The saga guarantees that either all of the operations complete successfully, or the corresponding compensation actions are run for all of the executed operations, to cancel partial processing.

This approach is different than the one followed by the 2PC protocol, where a global distributed transaction (XA) is created, involving all of the resources/services that build the business function. The saga pattern implements the concept of divide et impera—each single service runs in a local transaction and provides a compensate action. The set of all of the individual operations that make up the business functionality communicates by using events (events/choreography pattern) or a Saga Execution Coordinator (command/orchestration).

It is immediately possible to notice that the approach, implemented by the saga pattern violates the principle of the isolation of ACID transactions; the ability to commit a partial operation breaks the isolation, since it makes the segment changes available before the saga ends. Saga overcomes this approach by using the eventual consistency model that, as I described previously, guarantees that the state will eventually become consistent, after the saga completes.

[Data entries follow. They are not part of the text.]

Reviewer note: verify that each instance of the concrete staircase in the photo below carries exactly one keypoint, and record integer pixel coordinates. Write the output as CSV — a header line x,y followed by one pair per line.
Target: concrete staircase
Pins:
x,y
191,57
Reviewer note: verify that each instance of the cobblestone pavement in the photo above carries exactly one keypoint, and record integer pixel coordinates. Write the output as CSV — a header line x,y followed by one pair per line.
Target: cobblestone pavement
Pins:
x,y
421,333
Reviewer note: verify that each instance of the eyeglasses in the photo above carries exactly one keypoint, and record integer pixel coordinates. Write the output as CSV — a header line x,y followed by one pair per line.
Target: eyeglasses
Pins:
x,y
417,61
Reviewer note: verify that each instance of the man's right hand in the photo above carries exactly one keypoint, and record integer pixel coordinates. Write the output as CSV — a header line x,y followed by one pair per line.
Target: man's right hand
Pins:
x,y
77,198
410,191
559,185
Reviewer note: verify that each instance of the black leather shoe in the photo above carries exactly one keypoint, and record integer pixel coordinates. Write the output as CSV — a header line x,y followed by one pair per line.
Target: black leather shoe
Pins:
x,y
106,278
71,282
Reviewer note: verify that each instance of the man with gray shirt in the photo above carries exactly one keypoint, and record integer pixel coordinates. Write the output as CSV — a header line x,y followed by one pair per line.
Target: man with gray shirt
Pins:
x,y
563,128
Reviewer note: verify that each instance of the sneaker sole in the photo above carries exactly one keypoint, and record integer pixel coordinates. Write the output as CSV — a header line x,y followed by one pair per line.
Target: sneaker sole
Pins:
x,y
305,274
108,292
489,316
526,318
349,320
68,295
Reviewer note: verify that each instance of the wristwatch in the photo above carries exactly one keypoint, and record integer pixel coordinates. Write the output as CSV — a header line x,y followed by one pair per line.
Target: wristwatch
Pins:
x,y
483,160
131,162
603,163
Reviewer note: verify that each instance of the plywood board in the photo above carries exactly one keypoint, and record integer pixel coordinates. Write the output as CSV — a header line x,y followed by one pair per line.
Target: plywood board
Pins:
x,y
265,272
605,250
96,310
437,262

So, the saga pattern utilizes an alternative to ACID; we can define it as BASE. This acronym summarizes the following properties:

• Basically available: The system guarantees availability, as defined in the CAP theorem, published by Seth Gilbert and Nancy Lynch in 2002, stating that network shared data systems can only guarantee support for two of the following three properties:
  • Consistency: Every node in a distributed cluster returns the same, most recent, successful write, so that every client has the same view of the data
  • Availability: Every available node returns a response for all read and write requests in a reasonable amount of time
  • Partition tolerant: The system continues to function and maintains its consistency guarantees, in spite of network partitions

• Soft state: The state may change as time progresses, even without any immediate modification requests, due to the eventual consistency.
• Eventual consistency: As I described earlier, the state of the system is allowed to be in inconsistent states for short periods of time. If the system does not receive any new update requests, then it guarantees that the state will eventually get to a consistent state.

One of the key elements in the saga pattern is the compensation. Its role is to undo the work performed by the original operation, but with another operation, and not with the common approach of the transaction's rollback.

The reason is related to not only technical aspects, as was described previously, but also to a different functional approach. The compensation action does not necessarily have to restore the status of the data to the initial situation; its function is to set the status of the data to a value that is consistent for the business domain that is processing, in the case of the failure of a saga operation that prevented the successful completion of the original operation requested.

The important thing is that the compensation must be idempotent, because that is the only way to intercept the failures and to implement strong recovery management.

The main reason is that even the compensation may fail; it gives no guarantees to always work, unlike with the traditional transaction rollback that is guaranteed by the database or application server. The causes of the failure are heterogeneous, so it's difficult to implement an algorithm that's able to intercept all.

You can implement two different strategies, as follows:

• Backward recovery: This is the most common approach, and it requires that all operations define a compensation handler. In the case of failure, the saga execution component aborts the currently executed operation, and then, for every previous successful operation, in the reverse order of the original execution, it calls its respective compensation action.

• Forward recovery: This strategy requires that the system is able to produce a checkpoint that represents a snapshot of the system state at that particular point in time, to which the system can always be restored. This concept is similar to the one used in business process management applications. This effectively eliminates the need to define any compensation actions, since the system, in the case of a failure, will always have a safe point from which it can try to complete the business operation. Using this approach, the saga execution component is reduced to a basic, persistent transaction executor, losing most of the saga's benefits.

It is also possible to combine the two approaches to get the benefits of each one.

The transaction system makes checkpoints in predefined intervals, which can be periodical or based on different criteria. In the case of a failure, the system performs backward recovery to the last defined checkpoint, and then continues saga execution in a forward recovery mode.